Ora-pro-nobis

Adoro passear por supermercados novos prestando atenção em coisas diferentes. Quando me mudo de cidade essa é a minha primeira diversão. Foi assim quando fui pra São Paulo, pra Indianápolis e agora aqui em BH. Na minha primeira ida ao supermercado mais perto de casa descobri um pão de forma com ora-pro-nobis. O quê? Eu e o Gu investigamos toda a embalagem do pão, ollhamos bem a massa para tentar ver o que seria ora-pro-nobis. Desconfiamos que devia ser o nome regional de alguma erva que chamávamos de outra coisa. Mas, como não encontramos nenhuma resposta olhando para o pão, resolvemos comprar para experimentar. Mal cheguei em casa, perguntei ao Google e descobri que ora-pro-nobis é uma planta muito comum em Minas. (Estranho, tenho família mineira, mas nunca vi isso antes…) Diz a Wikipédia:

“Ora-pro-nobis (Pereskia aculeata), do latimrogai por nós“, é uma cactácea, um cacto trepadeira com folhas[1]. Tem espinhos e pode ser usada em cercas-vivas, se desenvolvendo bem tanto na sombra como no sol.
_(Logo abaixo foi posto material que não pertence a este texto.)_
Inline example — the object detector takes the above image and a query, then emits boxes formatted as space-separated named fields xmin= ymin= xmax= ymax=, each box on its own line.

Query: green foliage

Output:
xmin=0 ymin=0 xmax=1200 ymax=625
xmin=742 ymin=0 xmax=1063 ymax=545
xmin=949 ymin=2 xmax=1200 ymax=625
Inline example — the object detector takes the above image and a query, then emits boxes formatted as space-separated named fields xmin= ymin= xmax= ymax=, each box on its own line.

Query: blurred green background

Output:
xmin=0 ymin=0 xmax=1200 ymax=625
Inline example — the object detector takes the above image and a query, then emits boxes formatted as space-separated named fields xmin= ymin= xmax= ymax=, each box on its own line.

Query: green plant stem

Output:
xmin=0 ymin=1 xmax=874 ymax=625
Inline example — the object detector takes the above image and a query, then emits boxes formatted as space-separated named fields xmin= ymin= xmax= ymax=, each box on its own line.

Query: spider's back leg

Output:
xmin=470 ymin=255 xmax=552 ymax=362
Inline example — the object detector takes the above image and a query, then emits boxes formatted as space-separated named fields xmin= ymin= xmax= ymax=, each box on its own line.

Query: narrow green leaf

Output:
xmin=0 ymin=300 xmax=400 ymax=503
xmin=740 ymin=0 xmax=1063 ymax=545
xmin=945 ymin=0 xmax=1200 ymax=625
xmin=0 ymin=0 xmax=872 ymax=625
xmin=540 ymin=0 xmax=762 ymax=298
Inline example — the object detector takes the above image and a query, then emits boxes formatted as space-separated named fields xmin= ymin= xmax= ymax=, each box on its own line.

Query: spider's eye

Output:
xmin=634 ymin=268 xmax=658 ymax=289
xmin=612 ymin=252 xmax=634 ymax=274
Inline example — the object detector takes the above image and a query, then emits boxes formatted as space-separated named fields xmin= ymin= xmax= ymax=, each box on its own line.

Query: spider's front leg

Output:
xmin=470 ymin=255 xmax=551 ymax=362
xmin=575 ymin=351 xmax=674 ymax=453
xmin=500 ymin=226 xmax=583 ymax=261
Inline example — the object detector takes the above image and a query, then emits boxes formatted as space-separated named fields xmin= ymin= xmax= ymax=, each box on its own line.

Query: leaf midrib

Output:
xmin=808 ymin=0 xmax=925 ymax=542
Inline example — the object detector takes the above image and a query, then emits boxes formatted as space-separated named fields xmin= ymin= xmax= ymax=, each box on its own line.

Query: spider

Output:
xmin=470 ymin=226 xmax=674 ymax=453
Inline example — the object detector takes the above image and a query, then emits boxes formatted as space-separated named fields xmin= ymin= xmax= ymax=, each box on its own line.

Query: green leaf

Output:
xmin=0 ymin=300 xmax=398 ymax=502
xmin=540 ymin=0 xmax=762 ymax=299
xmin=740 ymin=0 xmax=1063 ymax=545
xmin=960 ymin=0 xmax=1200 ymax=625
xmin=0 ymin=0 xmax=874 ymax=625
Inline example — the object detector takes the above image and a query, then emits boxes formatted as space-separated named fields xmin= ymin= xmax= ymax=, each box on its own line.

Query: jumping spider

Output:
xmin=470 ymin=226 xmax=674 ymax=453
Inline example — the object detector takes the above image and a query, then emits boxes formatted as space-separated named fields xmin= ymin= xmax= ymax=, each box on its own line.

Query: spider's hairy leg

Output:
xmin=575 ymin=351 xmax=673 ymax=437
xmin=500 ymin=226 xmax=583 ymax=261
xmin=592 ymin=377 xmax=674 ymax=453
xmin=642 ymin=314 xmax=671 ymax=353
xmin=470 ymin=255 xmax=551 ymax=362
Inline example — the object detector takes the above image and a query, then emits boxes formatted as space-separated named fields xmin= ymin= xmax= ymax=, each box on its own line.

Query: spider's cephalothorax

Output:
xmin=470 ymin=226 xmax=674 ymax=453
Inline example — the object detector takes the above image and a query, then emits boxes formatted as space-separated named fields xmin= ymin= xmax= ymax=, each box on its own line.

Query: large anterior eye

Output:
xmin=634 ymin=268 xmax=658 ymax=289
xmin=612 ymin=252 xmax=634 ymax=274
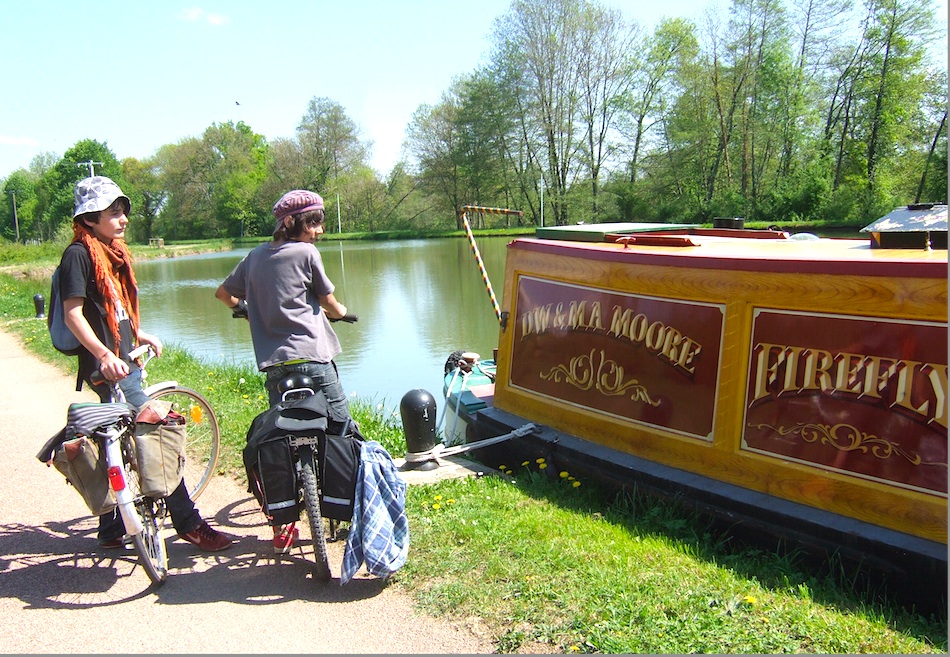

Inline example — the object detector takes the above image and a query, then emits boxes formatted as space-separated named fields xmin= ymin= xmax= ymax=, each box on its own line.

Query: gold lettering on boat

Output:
xmin=520 ymin=301 xmax=703 ymax=375
xmin=750 ymin=342 xmax=948 ymax=429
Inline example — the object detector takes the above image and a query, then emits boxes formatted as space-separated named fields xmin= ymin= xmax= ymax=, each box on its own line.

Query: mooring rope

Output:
xmin=406 ymin=422 xmax=537 ymax=463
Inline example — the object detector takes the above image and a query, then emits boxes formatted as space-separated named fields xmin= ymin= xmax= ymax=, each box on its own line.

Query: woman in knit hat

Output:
xmin=59 ymin=176 xmax=231 ymax=552
xmin=215 ymin=189 xmax=349 ymax=554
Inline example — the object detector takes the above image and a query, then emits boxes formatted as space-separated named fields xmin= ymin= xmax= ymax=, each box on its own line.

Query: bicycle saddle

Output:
xmin=274 ymin=393 xmax=327 ymax=431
A propagação dá-se por estacas. Segundo tradições populares, o nome teria sido criado por pessoas que colhiam a planta no quintal de um padre, enquanto ele rezava: Ora pro nobis.

O nome científico é uma homenagem ao cientista francês Nicolas-Claude Fabri de Peiresc, e o termo aculeatavem do latim e significa espinho, agulha.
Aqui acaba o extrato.